The setObject method allows applications to be more generic by accepting all Java objects and can accept parameter input at runtime. In this case, the application is not clear about the input type during compilation. By using setObject, the application can accept all Java object types as input and convert them to the JDBC types required by the database. The table in section 8.6.5 shows all possible conversions that setObject can perform.


6.1.5 send jdbc null as the IN Parameter
The setNull method allows the programmer to send the jdbc null value to the database as the IN parameter. However, you must specify the JDBC Type of the parameter.

When the Java null value is passed to the setXXX method (if it accepts a Java object as a parameter), jdbc null is also sent to the database. However, the setObject method can accept null values only when the JDBC Type is specified.


6.1.6 send large IN Parameters
The setBytes and setString methods can send an unlimited amount of data. However, sometimes programmers prefer to use smaller blocks to transmit large data. This can be done by setting the IN parameter to a Java input stream. When a statement is executed, the JDBC driver repeatedly calls the input stream, reads its content, and transmits them as actual parameter data.

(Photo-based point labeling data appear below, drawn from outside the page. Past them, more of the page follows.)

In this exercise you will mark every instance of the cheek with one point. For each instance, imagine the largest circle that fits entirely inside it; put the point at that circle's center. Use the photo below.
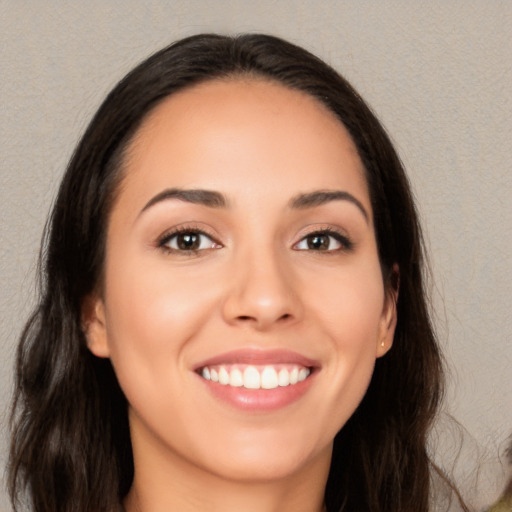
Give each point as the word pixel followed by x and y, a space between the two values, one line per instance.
pixel 151 314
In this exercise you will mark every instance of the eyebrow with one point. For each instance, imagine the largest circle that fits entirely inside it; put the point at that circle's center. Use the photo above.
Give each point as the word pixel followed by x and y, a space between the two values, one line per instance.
pixel 208 198
pixel 321 197
pixel 213 199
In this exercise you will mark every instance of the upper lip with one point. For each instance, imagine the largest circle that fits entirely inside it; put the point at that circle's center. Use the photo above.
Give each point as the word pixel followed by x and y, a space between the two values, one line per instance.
pixel 258 357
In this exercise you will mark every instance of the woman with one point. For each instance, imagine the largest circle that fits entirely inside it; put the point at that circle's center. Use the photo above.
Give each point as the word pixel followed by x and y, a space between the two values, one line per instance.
pixel 233 313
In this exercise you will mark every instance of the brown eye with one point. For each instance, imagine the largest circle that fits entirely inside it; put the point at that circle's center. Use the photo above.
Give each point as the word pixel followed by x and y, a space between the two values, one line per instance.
pixel 325 241
pixel 318 242
pixel 188 241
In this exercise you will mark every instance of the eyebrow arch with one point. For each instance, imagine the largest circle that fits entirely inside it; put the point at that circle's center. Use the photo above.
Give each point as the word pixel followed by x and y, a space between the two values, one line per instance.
pixel 196 196
pixel 320 197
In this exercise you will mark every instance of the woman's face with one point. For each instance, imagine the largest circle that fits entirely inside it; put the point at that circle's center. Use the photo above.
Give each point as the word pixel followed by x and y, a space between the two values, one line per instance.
pixel 243 305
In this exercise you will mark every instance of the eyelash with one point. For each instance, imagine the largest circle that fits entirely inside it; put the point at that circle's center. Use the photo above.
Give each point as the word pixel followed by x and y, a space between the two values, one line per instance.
pixel 165 239
pixel 346 245
pixel 163 243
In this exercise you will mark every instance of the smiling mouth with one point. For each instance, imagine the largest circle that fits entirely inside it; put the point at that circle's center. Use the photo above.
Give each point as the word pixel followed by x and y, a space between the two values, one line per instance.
pixel 255 376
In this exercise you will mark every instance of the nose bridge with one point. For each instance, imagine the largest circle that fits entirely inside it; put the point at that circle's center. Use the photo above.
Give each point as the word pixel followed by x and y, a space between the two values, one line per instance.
pixel 262 289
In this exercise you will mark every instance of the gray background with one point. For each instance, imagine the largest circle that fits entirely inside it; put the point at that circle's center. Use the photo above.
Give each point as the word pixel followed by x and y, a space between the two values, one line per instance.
pixel 438 74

JDBC provides three methods to set the IN parameter to the input stream: setBinaryStream is used for streams containing unspecified bytes, setAsciiStream is used for streams containing ASCII characters, and setUnicodeStream is used for streams containing Unicode characters. Because the total length of the stream must be specified, the parameters used by these methods are one more parameter than other setXXX methods. This is necessary because some databases need to know the total transfer size before sending data.

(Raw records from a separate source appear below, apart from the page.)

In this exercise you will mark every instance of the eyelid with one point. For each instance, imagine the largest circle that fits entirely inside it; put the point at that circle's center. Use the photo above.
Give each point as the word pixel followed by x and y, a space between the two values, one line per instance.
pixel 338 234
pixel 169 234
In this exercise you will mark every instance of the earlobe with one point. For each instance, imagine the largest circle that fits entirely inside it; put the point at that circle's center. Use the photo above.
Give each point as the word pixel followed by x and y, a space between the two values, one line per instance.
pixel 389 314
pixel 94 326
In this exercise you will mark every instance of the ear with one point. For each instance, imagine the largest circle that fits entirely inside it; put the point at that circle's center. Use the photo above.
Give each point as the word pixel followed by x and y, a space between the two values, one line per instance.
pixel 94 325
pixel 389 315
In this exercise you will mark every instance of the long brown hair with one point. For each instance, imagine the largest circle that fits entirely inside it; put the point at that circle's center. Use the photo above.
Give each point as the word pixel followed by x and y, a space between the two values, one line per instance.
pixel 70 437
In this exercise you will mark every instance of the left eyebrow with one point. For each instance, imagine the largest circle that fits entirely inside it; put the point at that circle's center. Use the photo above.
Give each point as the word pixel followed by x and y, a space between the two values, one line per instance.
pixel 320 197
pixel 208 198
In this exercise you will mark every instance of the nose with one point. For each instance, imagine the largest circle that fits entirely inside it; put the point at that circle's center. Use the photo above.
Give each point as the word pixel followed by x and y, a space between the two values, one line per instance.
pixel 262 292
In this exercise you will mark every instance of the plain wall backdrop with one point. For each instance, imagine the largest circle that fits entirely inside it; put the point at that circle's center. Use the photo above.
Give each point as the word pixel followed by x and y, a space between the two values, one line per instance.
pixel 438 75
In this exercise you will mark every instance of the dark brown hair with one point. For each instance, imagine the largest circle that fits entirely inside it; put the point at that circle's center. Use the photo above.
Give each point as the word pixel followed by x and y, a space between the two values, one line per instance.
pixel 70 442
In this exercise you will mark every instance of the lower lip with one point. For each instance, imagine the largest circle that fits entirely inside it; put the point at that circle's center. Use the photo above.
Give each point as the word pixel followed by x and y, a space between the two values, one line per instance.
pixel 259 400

The following code uses a stream as the IN parameter to send file content:

Java. io. File file = new java. io. File ("/tmp/data ");
Int fileLength = file. length ();
Java. io. InputStream fin = new java. io. FileInputStream (file );
Java. SQL. PreparedStatement pstmt = con. prepareStatement (
"UPDATE Table5 SET stuff =? WHERE index = 4 ");
Pstmt. setBinaryStream (1, fin, fileLength );
Pstmt.exe cuteUpdate ();

When a statement is executed, the input stream fin is repeatedly called to pass its data.